Heat a small skillet over medium heat. When the skillet is hot, place the sandwich in the center. Set a bowl or plate on the sandwich to weigh it down. Cook until the bottom of the bread is lightly browned, about 3 minutes. Turn the sandwich over and brown the other side, about 3 minutes more. Serve warm so the chocolate can drip down your wrists as you eat.


Zingerman's Funky Chunky Dark Chocolate Cookies
Makes 12 large cookies

These cookies are baked in four-inch rounds, but you can just as easily portion them into smaller sizes. They are on the firmer end of the chocolate-chip-cookie spectrum, as opposed to the very soft fudgy cookies some prefer. Muscovado sugar - traditional-process unrefined brown sugar - brings out the best in these cookies.

Ingredients:

1 2/3 cups all purpose flour
3/4 teaspoon baking soda
3/4 teaspoon fine sea salt
2 vanilla beans
8 tablespoons butter, at room temperature
1/2 cup firmly packed muscovado or dark brown sugar
1/4 cup plus 2 tablespoons sugar
1 large egg
8 ounces dark (bittersweet) chocolate, broken or chopped into bite-sized pieces
4 ounces walnut halves and pieces, toasted

Preheat the oven to 350 degrees F.

In a small bowl, whisk together the flour, baking soda, and salt.

Split the vanilla beans lengthwise with a small, sharp knife. With the tip of a small spoon, scrape out the seeds into a large bowl (reserve the pods for another use). Add the butter and mix together. Stir in the sugars and eggs until creamy. Gradually stir the flour mixture into the butter mixture. When thoroughly combined, stir in the chocolate pieces and nuts. Chill the dough for 10 minutes in the refrigerator.

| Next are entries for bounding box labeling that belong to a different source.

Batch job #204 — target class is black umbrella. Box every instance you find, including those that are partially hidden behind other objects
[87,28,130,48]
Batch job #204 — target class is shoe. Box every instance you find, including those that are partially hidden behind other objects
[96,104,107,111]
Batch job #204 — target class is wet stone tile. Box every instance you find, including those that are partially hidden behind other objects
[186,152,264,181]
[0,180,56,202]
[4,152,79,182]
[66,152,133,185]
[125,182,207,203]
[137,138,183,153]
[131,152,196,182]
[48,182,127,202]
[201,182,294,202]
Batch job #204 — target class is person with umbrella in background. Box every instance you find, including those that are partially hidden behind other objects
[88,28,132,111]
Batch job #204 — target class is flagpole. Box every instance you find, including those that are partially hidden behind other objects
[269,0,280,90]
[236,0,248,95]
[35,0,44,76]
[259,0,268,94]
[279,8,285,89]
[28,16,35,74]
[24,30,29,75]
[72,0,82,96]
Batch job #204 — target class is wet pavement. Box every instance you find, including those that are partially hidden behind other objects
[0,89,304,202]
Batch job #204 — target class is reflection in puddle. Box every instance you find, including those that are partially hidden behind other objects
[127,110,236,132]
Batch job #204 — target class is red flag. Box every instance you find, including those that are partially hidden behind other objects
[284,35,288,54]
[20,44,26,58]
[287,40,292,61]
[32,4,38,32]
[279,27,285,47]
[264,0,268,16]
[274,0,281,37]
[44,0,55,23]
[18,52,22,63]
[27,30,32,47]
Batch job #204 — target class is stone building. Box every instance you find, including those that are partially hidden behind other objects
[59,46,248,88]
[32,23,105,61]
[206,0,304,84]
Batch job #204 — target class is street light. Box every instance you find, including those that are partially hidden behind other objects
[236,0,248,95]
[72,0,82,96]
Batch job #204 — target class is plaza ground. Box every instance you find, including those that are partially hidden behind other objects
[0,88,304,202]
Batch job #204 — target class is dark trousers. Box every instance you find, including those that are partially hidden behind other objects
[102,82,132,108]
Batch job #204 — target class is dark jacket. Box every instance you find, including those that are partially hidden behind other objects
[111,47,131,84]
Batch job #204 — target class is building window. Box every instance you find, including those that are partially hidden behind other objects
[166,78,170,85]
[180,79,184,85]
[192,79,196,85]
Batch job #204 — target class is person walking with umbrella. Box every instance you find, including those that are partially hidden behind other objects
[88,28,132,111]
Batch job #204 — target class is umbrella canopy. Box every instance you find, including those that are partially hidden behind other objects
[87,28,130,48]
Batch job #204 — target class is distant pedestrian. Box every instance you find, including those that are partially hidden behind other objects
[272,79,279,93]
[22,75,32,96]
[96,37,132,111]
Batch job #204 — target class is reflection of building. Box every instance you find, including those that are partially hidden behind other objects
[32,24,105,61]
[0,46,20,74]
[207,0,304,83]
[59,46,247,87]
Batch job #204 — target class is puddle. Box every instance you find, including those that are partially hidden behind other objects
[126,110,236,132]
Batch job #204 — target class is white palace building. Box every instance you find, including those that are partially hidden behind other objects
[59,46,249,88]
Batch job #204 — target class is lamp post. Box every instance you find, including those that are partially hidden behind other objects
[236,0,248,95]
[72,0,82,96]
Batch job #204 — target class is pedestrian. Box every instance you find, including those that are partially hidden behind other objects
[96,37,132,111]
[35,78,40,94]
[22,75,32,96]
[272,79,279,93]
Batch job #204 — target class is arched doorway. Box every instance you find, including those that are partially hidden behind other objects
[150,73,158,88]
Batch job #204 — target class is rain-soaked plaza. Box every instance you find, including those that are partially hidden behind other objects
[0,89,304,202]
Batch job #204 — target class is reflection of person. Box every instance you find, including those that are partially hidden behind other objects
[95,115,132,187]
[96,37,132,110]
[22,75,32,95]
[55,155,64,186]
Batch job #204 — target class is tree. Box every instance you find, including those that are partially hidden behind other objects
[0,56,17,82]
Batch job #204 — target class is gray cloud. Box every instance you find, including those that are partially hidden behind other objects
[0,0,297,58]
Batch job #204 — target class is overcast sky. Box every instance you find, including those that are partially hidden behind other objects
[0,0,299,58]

Line two baking sheets with parchment paper. For each cookie, scoop out 1/4 cup of the dough and roll it into a ball, then press out on the cookie sheet into a 3 1/2-inch round, about 1/4 inch thick. Place the rounds of cookie dough about 1 1/2 inches apart on the baking sheets.

Bake on the middle rack, one sheet at a time, for 7 to 10 minutes or until the cookies are golden brown and baked through. Cool on the baking sheet for 1 minute, then transfer to a rack.

Serve hot or cool and store for up to 2 weeks, although to keep them that long you may have to hide them well.